Protein-coding gene in humans

Sulfotransferase 1A1 is an enzyme that in humans is encoded by the SULT1A1 gene.

Sulfotransferase enzymes catalyze the sulfate conjugation of many hormones, neurotransmitters, drugs, and xenobiotic compounds. These cytosolic enzymes are different in their tissue distributions and substrate specificities. The gene structure (number and length of exons) is similar among family members. This gene encodes one of two phenol sulfotransferases with thermostable enzyme activity. Multiple alternatively spliced variants that encode two isoforms have been identified for this gene.

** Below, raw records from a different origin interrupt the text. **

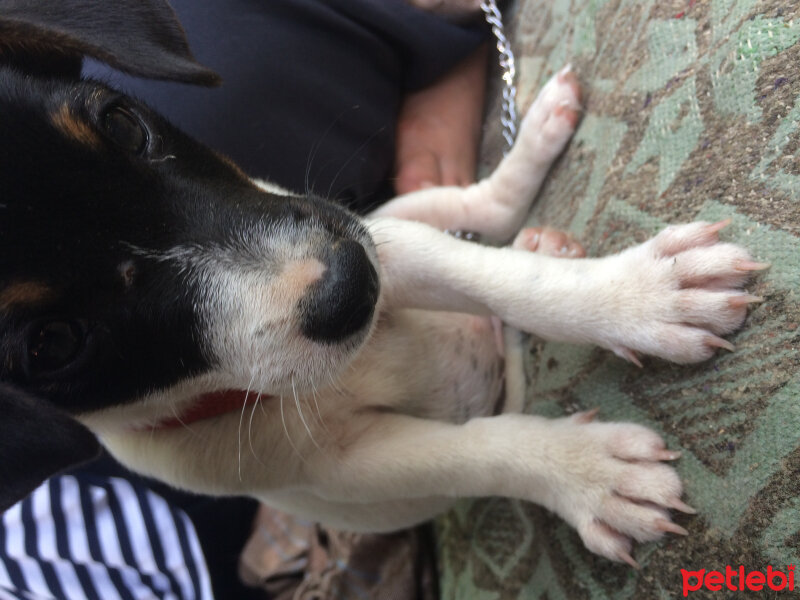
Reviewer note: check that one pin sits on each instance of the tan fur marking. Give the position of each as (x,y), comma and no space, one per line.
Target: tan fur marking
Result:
(296,277)
(74,128)
(25,293)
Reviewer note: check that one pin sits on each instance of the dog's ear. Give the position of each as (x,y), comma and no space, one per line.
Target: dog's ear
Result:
(36,441)
(140,37)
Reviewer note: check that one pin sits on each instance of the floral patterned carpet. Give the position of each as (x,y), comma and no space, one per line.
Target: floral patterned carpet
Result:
(692,111)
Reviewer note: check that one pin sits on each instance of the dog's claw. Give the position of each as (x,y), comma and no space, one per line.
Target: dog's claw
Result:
(717,342)
(743,300)
(625,557)
(668,455)
(678,504)
(629,355)
(719,225)
(585,416)
(669,526)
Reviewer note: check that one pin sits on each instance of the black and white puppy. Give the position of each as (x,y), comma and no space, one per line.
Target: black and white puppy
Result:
(232,338)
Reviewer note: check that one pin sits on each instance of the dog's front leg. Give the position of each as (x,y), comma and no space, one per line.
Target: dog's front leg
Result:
(670,297)
(605,479)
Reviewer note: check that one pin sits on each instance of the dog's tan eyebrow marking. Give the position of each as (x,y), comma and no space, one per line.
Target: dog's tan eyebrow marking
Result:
(73,127)
(24,293)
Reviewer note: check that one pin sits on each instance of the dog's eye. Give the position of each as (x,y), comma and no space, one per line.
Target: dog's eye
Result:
(53,345)
(126,130)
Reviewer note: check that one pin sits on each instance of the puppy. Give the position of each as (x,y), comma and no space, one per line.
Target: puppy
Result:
(232,338)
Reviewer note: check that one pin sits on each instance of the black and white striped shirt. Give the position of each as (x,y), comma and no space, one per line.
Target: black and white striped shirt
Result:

The SULT1A1 enzyme is expressed in outer roots sheath of hair follicles. Minoxidil, the only US FDA approved topical drug for re-growing hair in male and female pattern hair loss (androgenetic alopecia patients) is a pro-drug. Minoxidil is converted to its active form (minoxidil sulfate) by the hair sulfotransferase enzyme (SULT1A1). A large variability in sulfotransferase enzyme expression in hair is observed among people. Low sulfotransferase activity was found to be predictive to lack of response to topical minoxidil for hair re-growth. In a clinical study, a novel formula using a hypoxia mimetic pathway demonstrated to increase SULT1A1 activity in human subjects in-vivo.